In some ways, this is a problem - for a while at least, I'm not going to be able to test anything. And I'm certainly not going to be able to release anything. And there is a lot of work left undone. On the other hand, this always was a huge task, and the configuration files are the one thing in all the projects that need to change (after all, we are trying to introduce modules into the configuration), so once we are through this phase, everything should settle down a little. So my "justification" is: we can't go all the way to our destination on a nice, smooth road, and this feels like the shortest amount of off-roading, so let's get on with it and back onto a road where all our (regression) tests pass again (i.e. all the existing cases where I have used the formatter).
One of the consequences of this choice is that some of the aspects of the configuration are going to have rough edges for now: for example, in refactoring the way in which we think about filesystems, the "Google Drive loader" is no longer specifically loading from Google Drive: it's loading from an abstract point in the filesystem. That needs to be cleaned up, but it's not urgent. We are also saying "why not allow multiple loaders?" but that is not going into the code just yet. So in these cases, we may have some scaffolding; and in others, the code may just be inconsistent. I'm not even 100% sure that by the end, when I declare "victory", it will all be done. Of course, if this were a professional project, the existence of end-to-end tests covering all possible cases would force me into making sure that was done. But in this case, I am just using my existing projects to drive the work forward, and when they all pass I will be happy.

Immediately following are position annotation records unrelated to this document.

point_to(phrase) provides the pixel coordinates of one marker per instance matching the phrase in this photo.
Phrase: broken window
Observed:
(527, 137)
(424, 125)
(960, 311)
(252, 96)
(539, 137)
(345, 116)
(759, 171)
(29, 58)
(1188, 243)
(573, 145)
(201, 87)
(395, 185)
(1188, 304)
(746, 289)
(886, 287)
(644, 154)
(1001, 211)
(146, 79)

Likewise, one of the biggest things I need to do is to make the system extensible, and that means pulling all of the module code out of the main body of code. As I'm going, I'm trying to move code into packages called "*.modules.name.*", but what I'm not doing yet is requiring the configuration file to have lines in it that look like:
module classnameBut that is a step I need to go back to as soon as I have finished the first go-around of modifying the configuration processor.
Then Just Like That ...
And then, suddenly (as always), I make a couple of changes and I'm out the other side. All the configurations load and parse, and when I turn the rest of the formatter back on I'm just a couple of bugfixes away from everything (mainly) working.The very fact that you are reading this says that I have all of the blogger code working at least to a first pass.
The one exception is that in reorganizing the configuration of the processor files, I explicitly said some variables would be used to configure "modules" - but nowhere did I specify those modules or make the code pass the variables to them. Consequently, those features simply don't work.
I'm not sure that was what I was going to work on next, but it is "divergent" - that is, I would expect it to create more problems than it fixes - so I think I'll tackle that next.